Chattanooga: A Polluted City

Friday, August 11, 2017

I remember first moving to Chattanooga when I was 18.  Excited to move south, I was eager to complete my college education and then launch out into the real world.   

Having grown up in Madrid, Spain, I was accustomed to pollution, given Madrid’s awful track record in the 1960’s and ’70’s.  But despite this, one of the first things I noticed as I settled into my new home city in Tennessee was its own pollution.  It was just a decade earlier when Chattanooga had been declared to have the worst air pollution in America, and there was no avoiding the dirt, filth and smog. 

But nearly 40 years later, one of Chattanooga’s claim to fame is the way in which it acknowledged its worst standing in America.  As the #1 polluted city, Chattanooga put a plan in place to tackle the scourge for which it had become known.  Government officials, agencies, businesses, and civic leaders all came together to lead in confronting the literal cloud that hung over them.  Today Chattanooga is known for its vibrant and rejuvenated downtown and is now regularly acknowledged for the beautiful city it has become.   

But in spite of the pride Chattanoogans have for the city we all love, there is another pollution that is much more serious than the smog and dirt that permeated our air just a few decades ago. 

I was recently reading in the Bible in Numbers 35:33 (in the Old Testament) and I came across this astonishing statement:  “Murder pollutes the land.”  Stop for just a moment and let that statement sink in.  I wonder how many of us have ever truly considered the impact that a murder has on a city, or nation?   

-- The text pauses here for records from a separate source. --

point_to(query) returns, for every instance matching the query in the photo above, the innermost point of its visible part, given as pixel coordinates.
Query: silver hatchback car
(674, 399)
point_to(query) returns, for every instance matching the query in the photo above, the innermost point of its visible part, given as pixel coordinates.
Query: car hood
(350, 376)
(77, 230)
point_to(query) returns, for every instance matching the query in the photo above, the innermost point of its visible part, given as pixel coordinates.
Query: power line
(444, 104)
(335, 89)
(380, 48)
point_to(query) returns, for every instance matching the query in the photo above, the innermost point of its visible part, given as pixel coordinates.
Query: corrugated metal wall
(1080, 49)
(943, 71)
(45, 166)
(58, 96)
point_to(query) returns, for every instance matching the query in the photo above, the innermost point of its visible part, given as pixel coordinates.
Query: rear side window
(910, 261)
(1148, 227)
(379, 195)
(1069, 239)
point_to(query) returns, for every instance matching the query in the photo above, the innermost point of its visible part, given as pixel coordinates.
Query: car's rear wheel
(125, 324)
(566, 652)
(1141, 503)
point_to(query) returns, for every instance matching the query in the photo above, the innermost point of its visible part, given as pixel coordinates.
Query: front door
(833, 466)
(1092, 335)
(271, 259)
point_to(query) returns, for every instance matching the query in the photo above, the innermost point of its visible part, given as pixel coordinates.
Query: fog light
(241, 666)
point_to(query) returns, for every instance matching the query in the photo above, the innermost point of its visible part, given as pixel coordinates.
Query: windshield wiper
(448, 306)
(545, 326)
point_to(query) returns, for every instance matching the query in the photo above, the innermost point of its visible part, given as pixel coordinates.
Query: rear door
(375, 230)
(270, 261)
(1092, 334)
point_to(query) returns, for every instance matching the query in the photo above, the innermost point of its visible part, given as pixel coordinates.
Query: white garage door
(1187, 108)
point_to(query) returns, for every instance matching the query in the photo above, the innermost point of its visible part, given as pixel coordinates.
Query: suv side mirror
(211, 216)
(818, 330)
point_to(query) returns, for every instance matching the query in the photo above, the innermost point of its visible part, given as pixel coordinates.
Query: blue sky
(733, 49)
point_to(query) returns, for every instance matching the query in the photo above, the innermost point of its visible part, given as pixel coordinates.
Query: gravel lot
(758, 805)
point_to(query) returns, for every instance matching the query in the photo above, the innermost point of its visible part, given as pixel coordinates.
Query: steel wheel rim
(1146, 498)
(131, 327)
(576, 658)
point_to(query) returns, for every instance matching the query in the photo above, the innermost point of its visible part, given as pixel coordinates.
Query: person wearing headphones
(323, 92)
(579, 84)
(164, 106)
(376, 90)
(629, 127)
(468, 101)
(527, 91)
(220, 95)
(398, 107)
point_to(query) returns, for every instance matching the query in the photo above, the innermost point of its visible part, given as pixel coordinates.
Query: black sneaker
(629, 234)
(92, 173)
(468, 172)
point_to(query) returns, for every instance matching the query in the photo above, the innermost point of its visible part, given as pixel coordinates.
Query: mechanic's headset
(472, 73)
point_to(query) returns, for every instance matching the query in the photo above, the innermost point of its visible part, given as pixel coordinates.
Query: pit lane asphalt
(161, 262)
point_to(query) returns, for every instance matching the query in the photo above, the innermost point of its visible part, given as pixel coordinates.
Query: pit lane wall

Of course, murders happen everywhere.  But in some places murders happen in more frequency.  Chattanooga is one of those places.  Sadly, in 2016, Chattanooga ranked as the #9 most dangerous cities in America for crime (in the under 200,000 population category).  Much of the reason the city known for conquering its air pollution problem, sank to a #9 ranking in crime, is due to its increasing murder rate.   

If murder pollutes the land, then Chattanooga is being polluted at an ever increasing rate.  But unlike the air pollution of the 60’s and 70’s, the impact of murder is a permanent one.  The loss of a life is perhaps the worst kind of tragedy that one can experience.  The families, friends, neighbors and co-workers of a murder victim are forever changed.   

Americans are known for our interest in cleaning up our environment, protecting our natural resources, and generally tackling problems until we find their solution.  But to date, the pollution of murder in Chattanooga is not seen as a crisis for our city.  And until it is, or until we begin to recognize that murder is polluting our land, I fear we will continue to see this scourge poisoning our lives and that of our fellow citizens.   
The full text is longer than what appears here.